Drug prices are the fastest rising component of our health care system. The average price of a drug produced by a brand company increased by 75% in the decade between 1993 and 2003. In the same time period generic drug prices only increased by 42%. Generic drugs are part of the solution to keeping drug prices under control.
The system and the regime needs to change. Recently there have been many calls from a variety of sources not only for a review of the regulations but also to make sure that regulations allow for accelerated access to non-patented drugs.
We must make a real effort to improve this situation. Those who can least afford it are suffering the most because of the abusive strategies that are legally used under the PM(NOC) regulations.
Canadians, benefit plan workers, benefit plans themselves, employers and all levels of government that purchase pharmaceutical products for delivering public health care are hurt the most under the current regulatory regime. In fact, it often leads to labour disputes because benefit packages are one of the most contentious issues among organized workforces and their employers. Generic companies which may be prevented from entering markets and thus are losing potential revenue at least have an opportunity to sue for damages when they are put off in the market, but the Canadian public does not.
Brand drug companies can be investigated by the Patented Medicine Prices Review Board and if they are found to be selling at excessive prices, they are asked if they will voluntarily pay back the money. This is called a voluntary compliance undertaking, known as VCU. There is, however, no mechanism for this money to be reimbursed to consumers, drug benefit plans, or even provincial governments. All the money simply goes back into the Liberals' general coffers. There is not even a guarantee that the money will be spent on health care.
The consumers at the most vulnerable state overpay for drugs; the companies pay that money back and it goes to the government, not back to them. That is unconscionable and it should be corrected.
The PM(NOC) regulations are above and beyond what we is required in terms of patent protection for the pharmaceutical industry.
Public policy objectives must be more important than pressure from multinational companies. Any changes to the regulations must address the most important public policy objective when it comes to pharmaceuticals: making sure that Canadians and our publicly funded health care system have access to affordable drugs.

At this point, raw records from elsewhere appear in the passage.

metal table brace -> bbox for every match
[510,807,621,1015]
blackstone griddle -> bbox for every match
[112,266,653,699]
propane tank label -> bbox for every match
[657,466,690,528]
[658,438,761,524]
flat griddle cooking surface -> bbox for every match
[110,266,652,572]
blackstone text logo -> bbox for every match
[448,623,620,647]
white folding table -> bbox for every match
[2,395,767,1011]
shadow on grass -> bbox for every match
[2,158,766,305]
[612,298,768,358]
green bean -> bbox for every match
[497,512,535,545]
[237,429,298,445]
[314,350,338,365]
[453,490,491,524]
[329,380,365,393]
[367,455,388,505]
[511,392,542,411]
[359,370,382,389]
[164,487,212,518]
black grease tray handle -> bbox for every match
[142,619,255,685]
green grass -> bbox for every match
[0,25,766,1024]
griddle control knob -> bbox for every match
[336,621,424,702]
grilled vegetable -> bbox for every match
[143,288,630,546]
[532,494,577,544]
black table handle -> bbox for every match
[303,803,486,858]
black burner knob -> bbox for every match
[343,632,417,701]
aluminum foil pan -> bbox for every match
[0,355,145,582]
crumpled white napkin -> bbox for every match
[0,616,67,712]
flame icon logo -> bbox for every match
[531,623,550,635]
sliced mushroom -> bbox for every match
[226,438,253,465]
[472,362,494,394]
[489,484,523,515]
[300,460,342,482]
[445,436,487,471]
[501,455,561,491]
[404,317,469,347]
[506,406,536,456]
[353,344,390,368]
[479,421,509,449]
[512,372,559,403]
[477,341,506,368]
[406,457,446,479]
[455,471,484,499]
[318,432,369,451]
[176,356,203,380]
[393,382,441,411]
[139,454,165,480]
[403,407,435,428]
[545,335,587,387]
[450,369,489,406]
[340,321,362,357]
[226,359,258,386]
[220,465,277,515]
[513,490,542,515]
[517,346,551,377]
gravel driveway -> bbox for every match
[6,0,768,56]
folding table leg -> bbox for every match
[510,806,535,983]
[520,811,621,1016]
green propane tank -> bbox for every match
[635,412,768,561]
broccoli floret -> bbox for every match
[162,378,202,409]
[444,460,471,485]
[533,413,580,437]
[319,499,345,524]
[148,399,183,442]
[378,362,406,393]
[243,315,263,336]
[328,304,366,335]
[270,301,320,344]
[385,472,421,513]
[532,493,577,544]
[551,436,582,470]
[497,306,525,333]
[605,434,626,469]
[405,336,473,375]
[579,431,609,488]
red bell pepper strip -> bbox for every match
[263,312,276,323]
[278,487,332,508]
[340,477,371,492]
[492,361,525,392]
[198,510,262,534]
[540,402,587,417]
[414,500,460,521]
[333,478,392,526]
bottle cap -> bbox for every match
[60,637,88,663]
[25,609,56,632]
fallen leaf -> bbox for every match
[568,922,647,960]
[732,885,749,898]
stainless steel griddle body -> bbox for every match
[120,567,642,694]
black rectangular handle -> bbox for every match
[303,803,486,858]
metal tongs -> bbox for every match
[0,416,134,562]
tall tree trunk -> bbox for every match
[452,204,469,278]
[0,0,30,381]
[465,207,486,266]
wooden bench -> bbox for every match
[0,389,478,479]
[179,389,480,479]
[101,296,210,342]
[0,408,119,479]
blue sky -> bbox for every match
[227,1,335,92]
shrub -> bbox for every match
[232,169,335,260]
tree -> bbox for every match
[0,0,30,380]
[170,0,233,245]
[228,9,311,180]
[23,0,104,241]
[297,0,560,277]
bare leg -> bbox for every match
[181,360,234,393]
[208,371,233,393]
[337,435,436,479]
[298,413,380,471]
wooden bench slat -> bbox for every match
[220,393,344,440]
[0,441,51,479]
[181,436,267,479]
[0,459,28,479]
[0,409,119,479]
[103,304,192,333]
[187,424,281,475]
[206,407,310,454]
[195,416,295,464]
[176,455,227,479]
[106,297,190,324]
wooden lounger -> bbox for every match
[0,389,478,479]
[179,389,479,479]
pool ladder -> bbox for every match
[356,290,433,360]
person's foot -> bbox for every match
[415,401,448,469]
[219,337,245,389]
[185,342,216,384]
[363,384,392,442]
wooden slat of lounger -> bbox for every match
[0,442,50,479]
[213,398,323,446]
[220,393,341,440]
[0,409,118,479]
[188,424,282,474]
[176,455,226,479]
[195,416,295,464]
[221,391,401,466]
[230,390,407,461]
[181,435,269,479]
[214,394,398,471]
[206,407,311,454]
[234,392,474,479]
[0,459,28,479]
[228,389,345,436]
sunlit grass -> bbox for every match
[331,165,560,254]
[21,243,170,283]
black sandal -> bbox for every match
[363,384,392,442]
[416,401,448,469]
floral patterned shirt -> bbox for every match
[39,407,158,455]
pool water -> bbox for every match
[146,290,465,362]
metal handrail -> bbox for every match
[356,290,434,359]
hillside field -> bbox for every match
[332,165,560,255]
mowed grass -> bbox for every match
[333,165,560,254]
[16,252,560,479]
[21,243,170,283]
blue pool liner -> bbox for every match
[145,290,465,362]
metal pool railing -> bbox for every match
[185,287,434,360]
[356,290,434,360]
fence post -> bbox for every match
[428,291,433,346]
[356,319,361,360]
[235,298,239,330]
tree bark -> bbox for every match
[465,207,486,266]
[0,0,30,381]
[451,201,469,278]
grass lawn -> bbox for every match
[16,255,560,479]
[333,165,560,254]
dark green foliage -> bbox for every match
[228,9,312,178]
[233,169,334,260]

Just last September the Liberals promised to work with the provinces. The first ministers task force on developing a pharmaceutical strategy has as one of its nine key components to accelerate access to non-patented drugs. In order for that to happen the PM(NOC) regulations in their current form have to be eliminated.
Some independent sources have reviewed this issue over the last several years. One of the more interesting ones came from stock analyst Hemant Shah from the Wall Street Journal :
The anti-generic strategy by pharmaceutical companies has probably the highest rate of return of any business activity they do right now.
That shows the demonstrated awareness of Wall Street on what the practices of the industry have been through these regulations to maximize their profits at the expense of people.
I will conclude with the following quote from Dr. Marcia Angell, who is former editor-in-chief of the New England Journal of Medicine :
Nothing drug companies do is as profitable as stretching out monopoly rights on their blockbusters. Extending that privileged time by a variety of stratagems is the most innovative activity of big pharma. For blockbuster drugs, it is certainly the most lucrative.
The health and welfare of Canadian citizens, and with an aging population, the requirement of access to drugs and medicines to treat their illnesses is a paramount issue not only for our generation but also for the future of Canada and saving its medicare system. Let us stop the abuse and make sure that we innovate and do not litigate.